“If I am going to make money as a writer, I have to learn to write fiction.” Where did that idea come from?
Tell that to nonfiction writers Philip Yancey and Os Guinness and David Jeremiah. Tell that to Kay Arthur and Lee Strobel. Has anybody told Thomas Friedman or Stephen Covey they need to write fiction if they are going to be successful? C. S. Lewis didn’t simply write The Chronicles of Narnia. He also wrote Mere Christianity.
People who help change their world are often nonfiction writers who influence minds and hearts in a way that fiction can’t. Jerry B. Jenkins may be most known for his fiction, but he has written almost as much nonfiction. He is a successful writer who knows how to do both. Why be a bird trying to fly with only one wing?

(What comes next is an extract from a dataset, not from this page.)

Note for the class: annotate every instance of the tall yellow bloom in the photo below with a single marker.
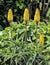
(37, 15)
(41, 40)
(10, 15)
(26, 15)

Each of my own 15 books is nonfiction. Even the ones long out of print are still being read and passed along. I hear from people who have read my books years after they were published. Nonfiction isn’t a read-once-and-give-it-away project. Nonfiction speaks to people who understand the value of the transformed mind. Fiction as entertainment is fun; fiction can even make a culture-altering point, such as Harriet Beecher Stowe’s Uncle Tom’s Cabin. But year in and year out, nonfiction is the genre that makes the greatest and longest-lasting impact on people’s lives.
Is your ship listing?
If a writer’s ship is listing to one side—the fiction side—the ship won’t move as well. We need writers who are balanced, who can write fiction and nonfiction. It takes research, accuracy, attribution, and substantiation to write strong nonfiction. But most of those skills are also part of the fiction writer’s life. So the fiction writer can also craft nonfiction. And, by the guidance of God, the next powerful, life-changing nonfiction writer may be you.